Suicide and the signs we ignore

Esther Nanyanga talks about how the invisible illness of depression destroyed her daughter without the family noticing it.

18 August 2020 | Social Issues

TUYEIMO HAIDULA

ANKAMBO



Indian Sunday Erasmus (22) hanged herself at the family home in Ondangwa on Friday.

On Saturday, Nelago Thomas, also 22, hanged himself in his room at the same town.

In the Erongo Region, two more suicides were reported over the weekend. Silence Uwugaeb (13) hanged himself with his belt at his home in Mondesa on Saturday, while Rose Sirkka Frans (23) was found hanging in her room in Walvis Bay on Friday evening.



Namibia's suicide rate

These are not isolated cases. Last year Namibia had the fourth highest suicide rate in Africa and the 11th highest globally. Around the world suicide is the second leading cause of death among people aged between 15 and 29. The World Health Organisation estimates that a death by suicide occurs every 40 seconds, leading to an estimated 800 000 lost lives each year.

In Namibia it is estimated that about 22 in every 100 000 individuals kill themselves, compared to 11 individuals per 100 000 worldwide.



Promising life cut short

Esther Nanyanga, Indian's aunt and guardian, says the family never suspected that she was suicidal.

“Our daughter had so many plans. Never in a million years would I have thought suicide would cross her mind. She had always been a happy child, full of life and love. During lockdown she was going to come up with a name for her business, which has an Instagram page called @indiannahs_everything,” she recalls. Indian was in her third year of a four-year course at the University of Namibia, majoring in commerce. She was doing teaching practice at Nehale Senior Secondary School in the Oshana Region, which is different from teaching because it's done by education students to prepare them for when they graduate.

Nanyanga says she would always boast to her friends how Indian's teenage years had passed without a rebellious stage. She did notice a change when Indian came home for a break in June, but didn't think much of it.

“I thought she was now going through a stage like all teens go through, but hers very late, of course. She always put everyone's needs before her own. She was truly my bundle of joy.”

Nanyanga says one of her daughters told her Indian was crying on Thursday.

“I suggested that she come with me to town on Friday morning, hoping to use this chance to ask her what was troubling her, but she said one of the children was using her phone for e-learning. I felt like if I had a chance to talk to her, maybe I could have saved my ray of sunshine and this would not have happened,” she said.

Her elder sister, Duckie Samuel, said Indian told them not to leave out one of her favourite photos when they create a memorial programme to pay tribute to her.

“But because she was always cracking jokes, I didn't read too much into it and just told her that by the time she died I would probably have forgotten the photo she chose.

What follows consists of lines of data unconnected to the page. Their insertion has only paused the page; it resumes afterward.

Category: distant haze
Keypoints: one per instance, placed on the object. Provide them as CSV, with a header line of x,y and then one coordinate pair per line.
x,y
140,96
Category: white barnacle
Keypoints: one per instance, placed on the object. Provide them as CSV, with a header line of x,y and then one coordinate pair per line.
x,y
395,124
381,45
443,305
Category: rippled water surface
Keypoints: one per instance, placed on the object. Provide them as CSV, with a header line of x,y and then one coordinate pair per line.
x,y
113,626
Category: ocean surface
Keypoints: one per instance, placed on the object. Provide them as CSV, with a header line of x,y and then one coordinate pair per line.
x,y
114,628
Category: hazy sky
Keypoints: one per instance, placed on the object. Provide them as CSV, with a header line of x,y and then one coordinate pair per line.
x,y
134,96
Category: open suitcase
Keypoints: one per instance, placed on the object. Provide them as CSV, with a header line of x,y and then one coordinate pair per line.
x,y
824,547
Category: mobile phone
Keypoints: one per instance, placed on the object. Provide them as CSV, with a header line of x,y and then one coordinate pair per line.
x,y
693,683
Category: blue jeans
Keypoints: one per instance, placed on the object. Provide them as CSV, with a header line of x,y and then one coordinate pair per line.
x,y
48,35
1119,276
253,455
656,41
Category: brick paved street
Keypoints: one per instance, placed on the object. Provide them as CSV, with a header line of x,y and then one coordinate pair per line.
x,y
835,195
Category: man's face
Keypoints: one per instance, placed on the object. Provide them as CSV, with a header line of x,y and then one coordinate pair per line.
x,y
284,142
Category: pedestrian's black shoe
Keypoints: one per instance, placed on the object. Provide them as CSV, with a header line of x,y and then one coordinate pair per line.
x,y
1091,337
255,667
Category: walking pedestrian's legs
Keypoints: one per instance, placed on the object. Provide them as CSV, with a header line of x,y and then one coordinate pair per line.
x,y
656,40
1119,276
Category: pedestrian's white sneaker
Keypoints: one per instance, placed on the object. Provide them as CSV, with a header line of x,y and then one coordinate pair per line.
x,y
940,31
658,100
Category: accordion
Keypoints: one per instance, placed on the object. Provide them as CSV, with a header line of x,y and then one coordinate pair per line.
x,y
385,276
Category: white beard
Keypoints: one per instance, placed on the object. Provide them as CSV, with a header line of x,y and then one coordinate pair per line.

Little did I know it would be sooner rather than later.

“She was just too bubbly. I really wouldn't have thought she was going through anything,” Samuel says.



Warning signs

Social worker Sofia Negonga, who works for the gender ministry, says odd remarks like Indian's about the photo are one of the signs that parents, guardians and friends should look out for. Suicidal people would make such a statement sound like a joke, but it's really a red warning light, she says.

Other signs to watch out for are aggressive behaviour, isolating or withdrawing themselves, or talking about killing themselves.



Dealing with suicide



Negonga says suicide is a traumatic event and families should seek professional help to deal with their grief.

Traditionally, people would come together to comfort one another and share the grief, but this is proving to be difficult during the coronavirus pandemic when gatherings of more than ten people are banned.

“It is important for society to maintain the support and strength for this family to enable it to review family events and developments that might negatively affect the family components. After the review, family reconstruction can be necessary with the help of a professional helper,” Negonga says.

Indian will be laid to rest on Saturday. A memorial service will be held in three stages to comply with the Covid-19 regulations: on Wednesday for her neighbours, on Thursday for her friends and on Friday for the family.